Establishing mental health friendly pharmacies to assist in the early identification and support of older adults at risk of depression: The EMPATHISE pilot study

J Am Pharm Assoc (2003). 2024 Nov-Dec;64(6):102199. doi: 10.1016/j.japh.2024.102199. Epub 2024 Aug 2.

Abstract

Background: Late-life depression (LLD) often goes underdiagnosed and undertreated. Community pharmacists are one of the most accessible and trusted healthcare professionals (HCPs) and may play a significant role in LLD screening.

Objective: This study aimed to develop and pilot a pharmacist-delivered depression screening and referral service for older adults (≥65 years) at risk of depression, within community pharmacy.

Methods: Community pharmacists across New South Wales, Australia, were recruited to participate in a prospective pilot study. Pharmacists/pharmacy staff received specialized training before recruiting and screening patients aged ≥65 years using the Geriatric Depression Scale-15 (GDS-15). Patients scoring ≥6 were referred to another HCP, e.g., general practitioner, and followed-up by the pharmacist 1-week postscreening. Patients were also followed-up by a research team member 6-weeks postscreening to explore outcomes of the screening. Semi-structured interviews with pharmacists and patients were undertaken following completion of the pilot study to explore their experiences delivering/receiving the screening service. A thematic inductive analysis approach was used to analyze interview data.

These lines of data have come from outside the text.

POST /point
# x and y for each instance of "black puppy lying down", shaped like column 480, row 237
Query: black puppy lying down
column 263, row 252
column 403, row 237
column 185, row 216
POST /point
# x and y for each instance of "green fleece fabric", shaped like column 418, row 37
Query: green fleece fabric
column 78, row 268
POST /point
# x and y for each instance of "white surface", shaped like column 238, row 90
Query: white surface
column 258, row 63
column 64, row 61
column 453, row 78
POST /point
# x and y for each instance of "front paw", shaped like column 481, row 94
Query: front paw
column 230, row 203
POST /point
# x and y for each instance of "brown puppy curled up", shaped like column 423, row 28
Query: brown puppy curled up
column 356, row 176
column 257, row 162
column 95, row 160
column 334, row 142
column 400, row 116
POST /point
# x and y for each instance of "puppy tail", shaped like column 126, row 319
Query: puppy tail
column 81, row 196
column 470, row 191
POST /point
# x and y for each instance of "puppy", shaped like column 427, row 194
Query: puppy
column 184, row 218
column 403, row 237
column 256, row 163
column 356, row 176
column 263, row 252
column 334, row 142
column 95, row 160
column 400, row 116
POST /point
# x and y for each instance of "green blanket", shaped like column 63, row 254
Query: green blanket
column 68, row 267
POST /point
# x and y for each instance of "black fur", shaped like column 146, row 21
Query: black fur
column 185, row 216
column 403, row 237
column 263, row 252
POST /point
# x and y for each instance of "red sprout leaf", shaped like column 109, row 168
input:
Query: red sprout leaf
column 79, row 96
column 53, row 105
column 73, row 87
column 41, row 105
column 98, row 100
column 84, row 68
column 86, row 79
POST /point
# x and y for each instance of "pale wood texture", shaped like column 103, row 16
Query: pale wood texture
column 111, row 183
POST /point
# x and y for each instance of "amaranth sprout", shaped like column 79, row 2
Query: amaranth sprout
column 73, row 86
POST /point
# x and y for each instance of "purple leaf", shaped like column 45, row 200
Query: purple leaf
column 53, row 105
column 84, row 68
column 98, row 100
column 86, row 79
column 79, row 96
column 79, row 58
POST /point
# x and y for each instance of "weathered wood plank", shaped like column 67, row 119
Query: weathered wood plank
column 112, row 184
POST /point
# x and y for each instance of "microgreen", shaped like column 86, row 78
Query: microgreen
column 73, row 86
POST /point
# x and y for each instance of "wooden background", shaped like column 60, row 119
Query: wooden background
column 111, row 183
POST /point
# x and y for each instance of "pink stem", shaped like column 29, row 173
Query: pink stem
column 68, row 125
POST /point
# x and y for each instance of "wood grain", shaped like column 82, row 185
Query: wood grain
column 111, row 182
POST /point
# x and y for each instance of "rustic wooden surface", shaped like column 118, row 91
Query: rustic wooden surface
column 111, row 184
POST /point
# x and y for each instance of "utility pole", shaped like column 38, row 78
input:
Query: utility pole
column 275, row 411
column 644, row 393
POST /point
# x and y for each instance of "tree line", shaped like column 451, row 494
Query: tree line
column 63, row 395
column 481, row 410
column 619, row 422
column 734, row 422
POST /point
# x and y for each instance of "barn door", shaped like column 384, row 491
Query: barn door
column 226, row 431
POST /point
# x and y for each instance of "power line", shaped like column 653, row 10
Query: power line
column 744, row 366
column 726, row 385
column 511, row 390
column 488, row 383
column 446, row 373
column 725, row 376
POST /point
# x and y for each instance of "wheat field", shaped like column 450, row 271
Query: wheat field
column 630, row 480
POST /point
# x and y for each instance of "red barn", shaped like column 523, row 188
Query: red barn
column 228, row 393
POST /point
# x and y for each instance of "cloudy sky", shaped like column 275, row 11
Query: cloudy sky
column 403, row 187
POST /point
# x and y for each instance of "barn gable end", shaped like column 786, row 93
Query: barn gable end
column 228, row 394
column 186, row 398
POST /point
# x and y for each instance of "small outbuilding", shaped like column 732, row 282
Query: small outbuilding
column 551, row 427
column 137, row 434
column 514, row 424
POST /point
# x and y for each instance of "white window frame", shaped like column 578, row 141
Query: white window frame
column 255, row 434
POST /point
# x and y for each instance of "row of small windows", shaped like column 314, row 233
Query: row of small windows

Results: A total of 39 community pharmacies participated in this study. In total, 113 participants attended the training sessions. Pharmacists screened 15 patients from 8 pharmacies, of which 67% were female. Two thirds of patients (67%) received a GDS-15 score of ≥6, indicating possible depression and requiring referral. Pharmacists referred 80% of patients to another HCP. One patient was diagnosed with depression and commenced antidepressant therapy. Five patients and 6 pharmacists participated in semi-structured interviews. Barriers to screening included lack of time and mental illness stigma. Facilitators included pharmacist-patient relationships and training.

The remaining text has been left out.